Comparative study of the photoassociation reaction of He + X+→ HeX+ (X = H, D): Including multiphoton transitions and dissociations

Abstract

AbstractUsing the time‐dependent quantum wave packet method, the photoassociation (PA) processes of He + H +→ HeH+ and He + D +→ HeD+, driven by the sin2‐shaped femtosecond laser pulse in the electronic ground state, including multiphoton transitions and dissociations, are investigated for a wide range of initial collision momenta spanning from 1 to 4 a.u. (or for the collision energy roughly in the ranges of 0.009∼0.148 eV and 0.006∼0.089 eV for HeH+ and HeD+ systems, respectively).
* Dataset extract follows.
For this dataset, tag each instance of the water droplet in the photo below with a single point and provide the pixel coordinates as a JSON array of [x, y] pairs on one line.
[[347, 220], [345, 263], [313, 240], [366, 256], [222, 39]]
It is found that, at some collision momenta, multiphoton transitions to deeply bound states are inevitable to occur and can greatly decrease the PA probability of the target state that selected is the vibrational state v = 6. For the dissociation process, the higher‐order (two‐ and three‐photon) dissociations, measured from the target state, tend to be significant at relative high collision energies, which implies that above‐threshold dissociations may also be an important loss mechanism in the PA process. In addition, it is also shown that the higher‐order dissociation is much stronger for HeH+ systems than that for HeD+ systems at a given collision momentum, and could be enhanced by the strong transitions among deeply bound states.